We were able to demonstrate a correlation between ablation time and lesion size under power-controlled RF energy delivery. This is in agreement with previously published data4
. However, in this previous study, the time frame for imaging was much longer and the substrate was the ventricle, which is an easier target due to the thicker myocardial wall. Also, for a 20W power delivery, the size of enhancement observed by T2w-HASTE imaging at 15–20 seconds from the beginning of ablation had a good correlation with the dimensions (longest diameter and depth) of the lesion on macroscopic examination. Based on our limited data, T2w-HASTE imaging at later times from the start of ablation tends to overestimate lesion size by showing the surrounding edema.
Accurate lesion visualization in the atrium is still very challenging, and in our study it relied on accurate detection of catheter tip position using a high resolution T1w-FLASH sequence and subsequently imaging this spatial location using a T2w-HASTE sequence. In some of our experiments, changes in catheter position occurred during the time interval between acquisition of T1w-FLASH images and T2w-HASTE scan. Thus, real time visualization of the lesion formation was not always possible, likely because the T2w-HASTE slices did not cover the ablation location. However, even when slice alignment with catheter-tip was not feasible, after a 90 to 240 sec time lapse, it was possible to see lesion formation a few millimeters away from the assumed location.
Even when no specific arrhythmogenic substrate was targeted for ablation in our study, we believe that its importance lies in the possibility, for the first time, to visualize lesion formation as it happens in the atrium.
In summary, we developed a series of tools to navigate and guide an ablation catheter in a 3-Tesla RT-MRI scanner within the right and left atrium in a porcine model, record intra-cardiac electrograms while scanning, and deliver RF energy while simultaneously visualizing the atrial myocardium to assess for the presence of lesion formation. We were also able to correlate these very early visualized lesions on T2w images with LGE-MRI obtained from live and ex-vivo hearts, and anatomic tissue examination ( and 8). This new technology presents many challenges, and there are many shortcomings to its application, such as inability to monitor catheter tip temperature, high fidelity EGM and surface EKG recording during MRI scanning, and difficulty visualizing lesion formation in real time in many cases. Nonetheless, we believe that the work presented here is a significant advancement in the field of delivery and monitoring of RF ablation lesions, which could be potentially used as an endpoint in cardiac ablation procedures to improve outcomes.

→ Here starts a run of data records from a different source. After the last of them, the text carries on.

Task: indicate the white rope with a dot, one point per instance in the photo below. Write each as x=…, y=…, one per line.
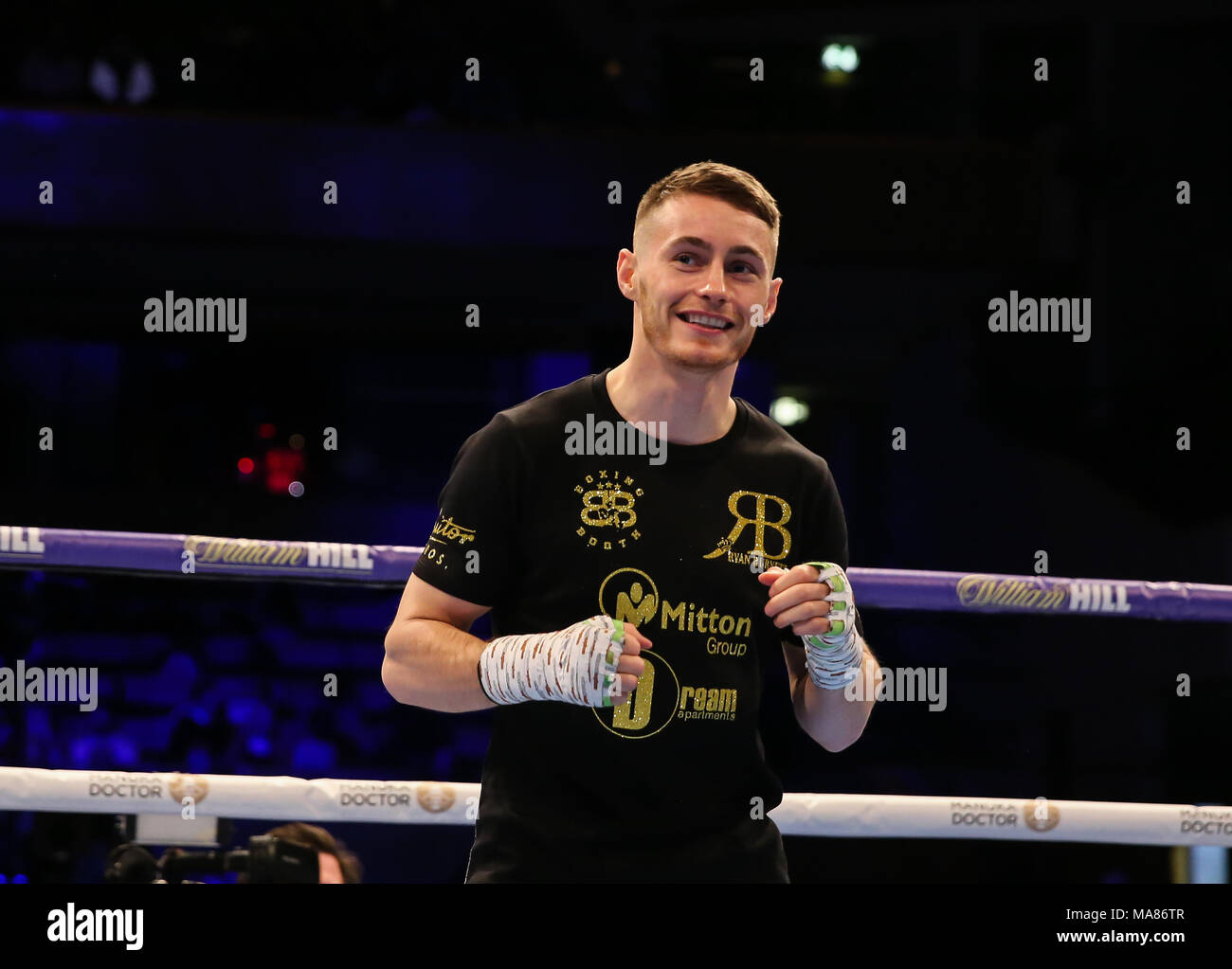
x=403, y=801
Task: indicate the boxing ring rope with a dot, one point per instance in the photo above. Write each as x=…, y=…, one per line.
x=401, y=801
x=389, y=565
x=830, y=816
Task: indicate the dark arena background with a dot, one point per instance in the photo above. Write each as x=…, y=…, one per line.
x=335, y=419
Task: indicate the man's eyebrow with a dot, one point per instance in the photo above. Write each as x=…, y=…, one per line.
x=698, y=242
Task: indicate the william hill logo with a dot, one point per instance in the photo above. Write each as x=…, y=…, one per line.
x=189, y=785
x=1042, y=814
x=1047, y=595
x=247, y=553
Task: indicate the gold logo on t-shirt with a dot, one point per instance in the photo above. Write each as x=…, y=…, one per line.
x=607, y=502
x=759, y=522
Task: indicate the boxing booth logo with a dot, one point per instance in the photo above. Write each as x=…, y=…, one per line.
x=607, y=513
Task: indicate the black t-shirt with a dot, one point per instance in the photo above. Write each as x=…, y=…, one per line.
x=673, y=784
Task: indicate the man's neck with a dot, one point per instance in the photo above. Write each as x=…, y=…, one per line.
x=698, y=409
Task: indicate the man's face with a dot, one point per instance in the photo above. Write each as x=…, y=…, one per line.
x=698, y=254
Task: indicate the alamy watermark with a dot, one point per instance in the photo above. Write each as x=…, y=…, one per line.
x=623, y=438
x=186, y=315
x=56, y=685
x=1040, y=315
x=904, y=685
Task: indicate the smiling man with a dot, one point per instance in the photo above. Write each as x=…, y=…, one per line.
x=635, y=601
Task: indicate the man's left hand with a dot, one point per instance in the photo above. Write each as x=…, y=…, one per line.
x=797, y=599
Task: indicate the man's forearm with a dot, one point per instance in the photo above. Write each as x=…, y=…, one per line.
x=828, y=715
x=434, y=665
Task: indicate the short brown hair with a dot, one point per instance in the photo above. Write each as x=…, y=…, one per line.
x=714, y=179
x=309, y=836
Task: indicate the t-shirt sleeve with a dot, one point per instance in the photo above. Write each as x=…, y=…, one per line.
x=472, y=549
x=824, y=536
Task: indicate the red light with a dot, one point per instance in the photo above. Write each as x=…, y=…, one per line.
x=282, y=466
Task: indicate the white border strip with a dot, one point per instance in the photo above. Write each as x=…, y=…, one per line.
x=402, y=801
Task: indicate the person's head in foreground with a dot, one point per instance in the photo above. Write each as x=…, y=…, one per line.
x=700, y=274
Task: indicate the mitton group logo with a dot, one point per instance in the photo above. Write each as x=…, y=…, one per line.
x=632, y=596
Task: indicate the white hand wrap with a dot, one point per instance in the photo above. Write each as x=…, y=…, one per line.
x=834, y=659
x=573, y=665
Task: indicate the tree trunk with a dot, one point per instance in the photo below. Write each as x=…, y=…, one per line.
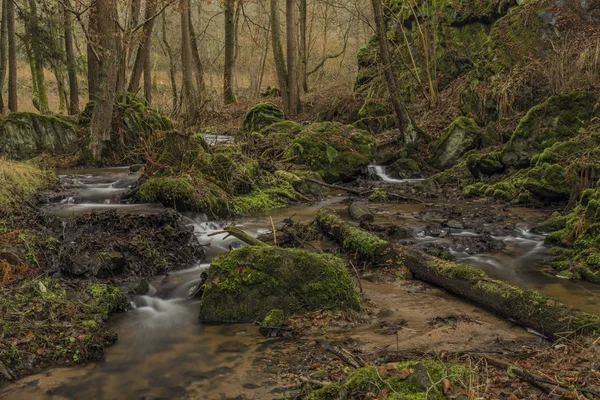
x=172, y=74
x=198, y=67
x=190, y=101
x=3, y=52
x=38, y=61
x=278, y=54
x=107, y=50
x=292, y=59
x=12, y=57
x=144, y=53
x=526, y=307
x=93, y=58
x=303, y=47
x=228, y=96
x=71, y=64
x=366, y=245
x=408, y=131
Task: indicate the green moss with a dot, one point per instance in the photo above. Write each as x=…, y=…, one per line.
x=457, y=139
x=274, y=319
x=18, y=181
x=557, y=119
x=262, y=115
x=247, y=283
x=334, y=151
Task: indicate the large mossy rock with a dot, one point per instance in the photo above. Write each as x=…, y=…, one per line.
x=244, y=285
x=460, y=137
x=557, y=119
x=262, y=115
x=26, y=135
x=335, y=151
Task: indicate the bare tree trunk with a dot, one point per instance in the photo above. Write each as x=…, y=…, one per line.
x=303, y=47
x=228, y=96
x=144, y=52
x=38, y=62
x=12, y=57
x=190, y=101
x=71, y=65
x=292, y=59
x=278, y=55
x=93, y=57
x=3, y=52
x=198, y=67
x=408, y=132
x=172, y=75
x=107, y=49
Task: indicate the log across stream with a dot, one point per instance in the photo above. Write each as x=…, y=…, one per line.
x=164, y=352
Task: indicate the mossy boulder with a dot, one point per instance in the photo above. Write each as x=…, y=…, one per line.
x=557, y=119
x=460, y=137
x=19, y=180
x=290, y=127
x=405, y=168
x=26, y=135
x=335, y=151
x=548, y=182
x=485, y=164
x=262, y=115
x=244, y=285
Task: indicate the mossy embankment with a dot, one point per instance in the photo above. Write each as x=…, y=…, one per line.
x=245, y=284
x=43, y=321
x=265, y=169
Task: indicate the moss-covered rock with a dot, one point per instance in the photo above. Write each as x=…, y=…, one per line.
x=247, y=283
x=405, y=168
x=18, y=181
x=557, y=119
x=262, y=115
x=485, y=164
x=333, y=150
x=460, y=137
x=26, y=135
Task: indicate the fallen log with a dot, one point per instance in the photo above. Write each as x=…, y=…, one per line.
x=359, y=210
x=366, y=245
x=526, y=307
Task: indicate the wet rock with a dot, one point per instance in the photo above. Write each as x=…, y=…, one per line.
x=25, y=135
x=141, y=288
x=455, y=224
x=244, y=285
x=460, y=137
x=232, y=347
x=420, y=377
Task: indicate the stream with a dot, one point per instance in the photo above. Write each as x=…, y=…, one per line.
x=164, y=353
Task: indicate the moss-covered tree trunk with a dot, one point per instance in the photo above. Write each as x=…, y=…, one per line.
x=528, y=308
x=107, y=50
x=37, y=60
x=12, y=57
x=71, y=63
x=406, y=126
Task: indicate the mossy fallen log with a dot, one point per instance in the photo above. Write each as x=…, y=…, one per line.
x=360, y=211
x=526, y=307
x=368, y=247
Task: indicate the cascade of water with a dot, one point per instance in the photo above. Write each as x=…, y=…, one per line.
x=378, y=172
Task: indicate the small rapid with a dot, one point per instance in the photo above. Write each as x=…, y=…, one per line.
x=379, y=173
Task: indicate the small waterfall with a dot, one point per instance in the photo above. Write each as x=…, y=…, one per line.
x=378, y=173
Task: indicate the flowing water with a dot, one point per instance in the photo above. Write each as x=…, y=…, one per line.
x=379, y=173
x=164, y=353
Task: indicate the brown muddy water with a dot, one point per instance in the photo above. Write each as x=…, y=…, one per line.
x=164, y=353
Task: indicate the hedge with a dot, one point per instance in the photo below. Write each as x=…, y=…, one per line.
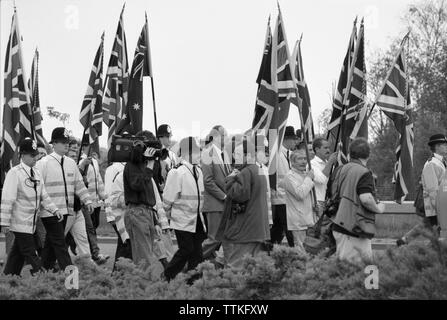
x=416, y=271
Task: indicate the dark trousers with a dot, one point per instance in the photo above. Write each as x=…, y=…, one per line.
x=279, y=228
x=123, y=249
x=23, y=249
x=91, y=235
x=189, y=251
x=95, y=217
x=55, y=246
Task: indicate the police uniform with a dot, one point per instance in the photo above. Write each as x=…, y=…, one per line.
x=62, y=181
x=23, y=194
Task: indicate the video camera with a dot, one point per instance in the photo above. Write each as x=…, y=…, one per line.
x=122, y=145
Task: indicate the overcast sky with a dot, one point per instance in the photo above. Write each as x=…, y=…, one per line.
x=205, y=54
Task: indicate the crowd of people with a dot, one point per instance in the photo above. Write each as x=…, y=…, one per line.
x=220, y=201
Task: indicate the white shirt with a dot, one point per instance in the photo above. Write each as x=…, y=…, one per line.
x=320, y=179
x=279, y=196
x=21, y=199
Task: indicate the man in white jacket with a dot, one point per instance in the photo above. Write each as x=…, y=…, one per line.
x=182, y=199
x=298, y=185
x=23, y=194
x=62, y=181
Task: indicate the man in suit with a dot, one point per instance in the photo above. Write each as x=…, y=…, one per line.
x=216, y=165
x=279, y=209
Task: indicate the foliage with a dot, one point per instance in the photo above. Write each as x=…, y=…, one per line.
x=417, y=271
x=427, y=67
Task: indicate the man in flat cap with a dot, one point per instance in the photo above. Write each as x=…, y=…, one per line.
x=62, y=181
x=23, y=194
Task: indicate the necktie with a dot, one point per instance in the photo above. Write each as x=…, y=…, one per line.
x=225, y=164
x=194, y=170
x=65, y=182
x=288, y=158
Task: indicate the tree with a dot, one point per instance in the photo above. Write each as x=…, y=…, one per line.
x=427, y=67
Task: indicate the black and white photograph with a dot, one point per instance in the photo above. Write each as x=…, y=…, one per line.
x=218, y=156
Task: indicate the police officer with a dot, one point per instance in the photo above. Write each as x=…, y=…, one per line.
x=164, y=135
x=23, y=194
x=62, y=180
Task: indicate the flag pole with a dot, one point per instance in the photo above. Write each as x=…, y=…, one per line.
x=148, y=61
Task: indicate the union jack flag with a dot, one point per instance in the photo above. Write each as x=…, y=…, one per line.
x=115, y=95
x=17, y=116
x=354, y=120
x=303, y=93
x=132, y=120
x=33, y=84
x=394, y=101
x=91, y=111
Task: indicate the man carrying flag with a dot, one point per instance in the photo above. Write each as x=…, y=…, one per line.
x=303, y=92
x=33, y=84
x=132, y=120
x=266, y=98
x=354, y=121
x=283, y=81
x=340, y=92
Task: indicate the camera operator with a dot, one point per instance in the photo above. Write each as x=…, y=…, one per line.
x=140, y=218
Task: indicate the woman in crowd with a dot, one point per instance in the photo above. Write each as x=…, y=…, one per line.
x=140, y=217
x=245, y=224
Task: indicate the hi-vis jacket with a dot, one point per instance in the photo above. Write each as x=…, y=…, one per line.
x=116, y=205
x=283, y=167
x=432, y=174
x=95, y=184
x=183, y=197
x=62, y=188
x=21, y=199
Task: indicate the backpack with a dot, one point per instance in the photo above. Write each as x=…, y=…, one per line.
x=419, y=200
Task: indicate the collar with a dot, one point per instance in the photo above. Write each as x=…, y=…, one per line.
x=438, y=156
x=26, y=168
x=284, y=149
x=319, y=160
x=56, y=156
x=358, y=162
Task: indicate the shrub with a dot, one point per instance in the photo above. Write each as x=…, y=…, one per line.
x=417, y=271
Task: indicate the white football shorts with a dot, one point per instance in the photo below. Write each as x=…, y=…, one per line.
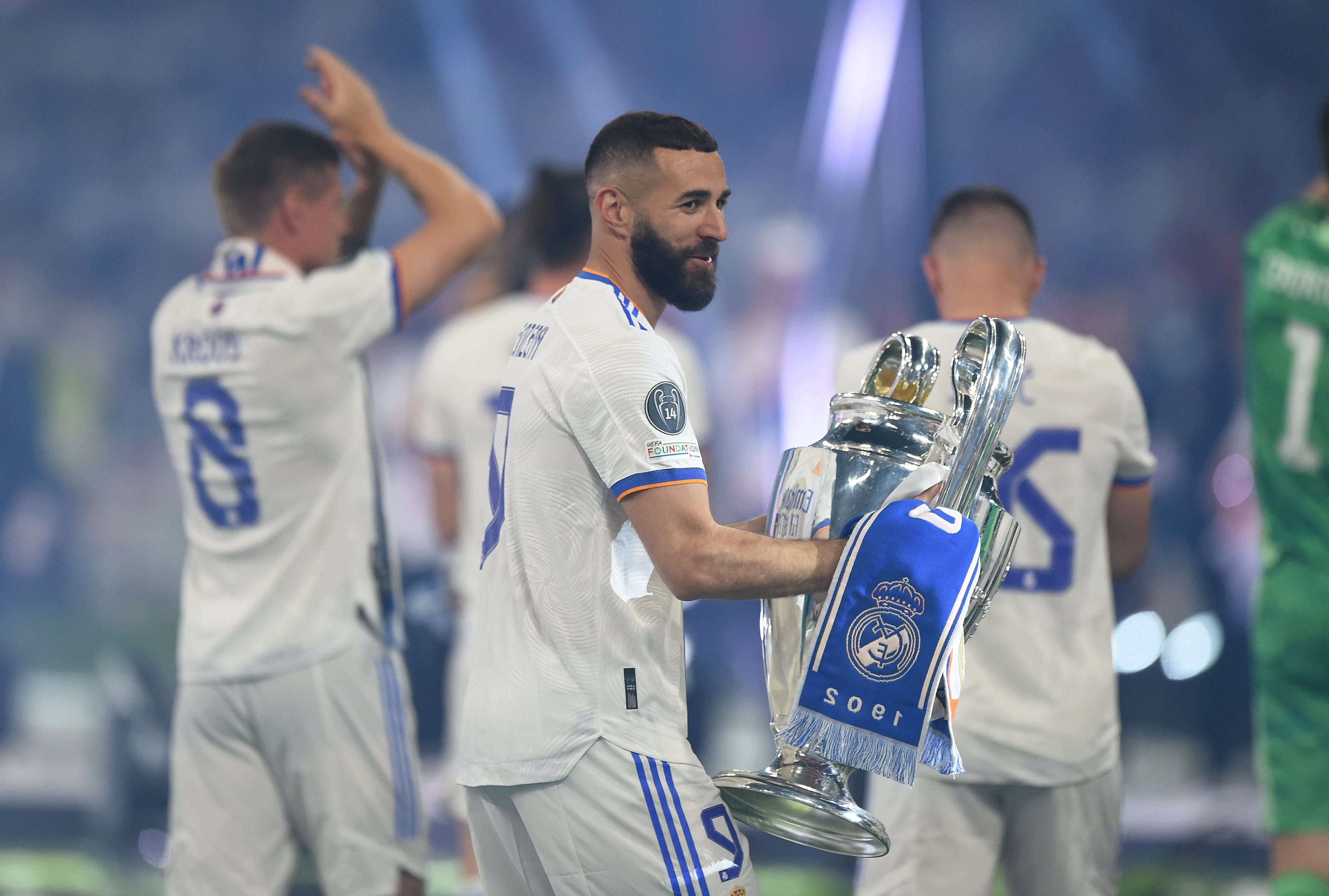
x=949, y=838
x=324, y=755
x=619, y=825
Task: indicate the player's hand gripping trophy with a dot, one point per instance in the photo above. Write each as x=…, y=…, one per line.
x=877, y=437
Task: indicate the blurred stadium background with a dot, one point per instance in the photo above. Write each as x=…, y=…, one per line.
x=1146, y=139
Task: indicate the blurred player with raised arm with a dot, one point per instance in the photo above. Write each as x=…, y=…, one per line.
x=458, y=390
x=573, y=739
x=1038, y=724
x=1287, y=318
x=292, y=722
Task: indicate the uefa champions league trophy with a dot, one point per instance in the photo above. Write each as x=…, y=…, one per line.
x=877, y=437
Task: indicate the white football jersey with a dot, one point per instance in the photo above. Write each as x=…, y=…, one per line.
x=1040, y=704
x=264, y=399
x=579, y=639
x=458, y=394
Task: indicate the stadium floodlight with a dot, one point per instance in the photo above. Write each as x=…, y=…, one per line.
x=1193, y=647
x=1137, y=642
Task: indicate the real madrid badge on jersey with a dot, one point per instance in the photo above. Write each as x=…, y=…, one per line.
x=888, y=636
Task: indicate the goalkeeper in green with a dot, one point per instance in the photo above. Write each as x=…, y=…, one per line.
x=1287, y=321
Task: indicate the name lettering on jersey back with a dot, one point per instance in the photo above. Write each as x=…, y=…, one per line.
x=207, y=347
x=1295, y=278
x=528, y=343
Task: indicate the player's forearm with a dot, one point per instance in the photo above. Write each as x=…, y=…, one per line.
x=1129, y=530
x=738, y=566
x=460, y=218
x=757, y=524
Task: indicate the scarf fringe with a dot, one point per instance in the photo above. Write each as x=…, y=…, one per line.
x=852, y=746
x=941, y=754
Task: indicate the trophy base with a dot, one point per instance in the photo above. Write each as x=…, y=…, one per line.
x=808, y=815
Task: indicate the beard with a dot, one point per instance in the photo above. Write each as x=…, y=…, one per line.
x=666, y=272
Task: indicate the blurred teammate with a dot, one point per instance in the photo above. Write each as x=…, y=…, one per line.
x=573, y=737
x=292, y=721
x=1038, y=725
x=1287, y=317
x=458, y=391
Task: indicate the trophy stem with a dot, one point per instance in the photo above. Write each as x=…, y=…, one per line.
x=805, y=799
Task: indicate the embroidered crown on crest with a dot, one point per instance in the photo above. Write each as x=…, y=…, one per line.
x=900, y=597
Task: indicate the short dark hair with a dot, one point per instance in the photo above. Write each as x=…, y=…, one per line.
x=967, y=201
x=633, y=137
x=264, y=163
x=1324, y=137
x=555, y=218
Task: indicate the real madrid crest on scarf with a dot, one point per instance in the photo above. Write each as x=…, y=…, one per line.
x=886, y=641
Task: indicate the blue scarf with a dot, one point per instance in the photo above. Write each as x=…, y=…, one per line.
x=886, y=639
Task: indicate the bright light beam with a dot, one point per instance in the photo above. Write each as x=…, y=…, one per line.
x=864, y=64
x=867, y=60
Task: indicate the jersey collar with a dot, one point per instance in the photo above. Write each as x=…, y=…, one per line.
x=241, y=258
x=630, y=310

The initial prototypes of MRI compatible catheters have not been mechanically optimized to allow the operator to steer them to all parts of the atrium. Furthermore, only two standard catheter curves were available; this aspect is under continued development.
EGM recording and surface EKG recording
During EGM recording noise was present despite filtering. This prevented us from obtaining high fidelity EGM recordings. Due to scanner interference and non-standard surface lead placement, the elements of the surface EKG are difficult to distinguish. The QRS is visualized; however, its deflections, the P wave and T wave are not clearly seen. We are working towards a dedicated EKG system that would provide high fidelity recordings.
To identify catheter-tip position and to confirm catheter tip-tissue contact, a T1w-FLASH sequence was used. On occasion, this proved to be challenging and a lesion could not be delivered and/or clearly visualized while delivering RF energy due to lack of contact between catheter tip and myocardium or misalignment between catheter tip position and T2w-HASTE slices. This could explain why only 11 out of 20 ablations resulted in lesion formation and six of these lesions were visualized in real-time.
Catheter temperature monitoring
The inability to monitor temperature real-time was a significant limitation. Nevertheless, we showed that despite the lack of temperature monitoring an appropriate myocardial lesion could be delivered and its progression monitored in real-time.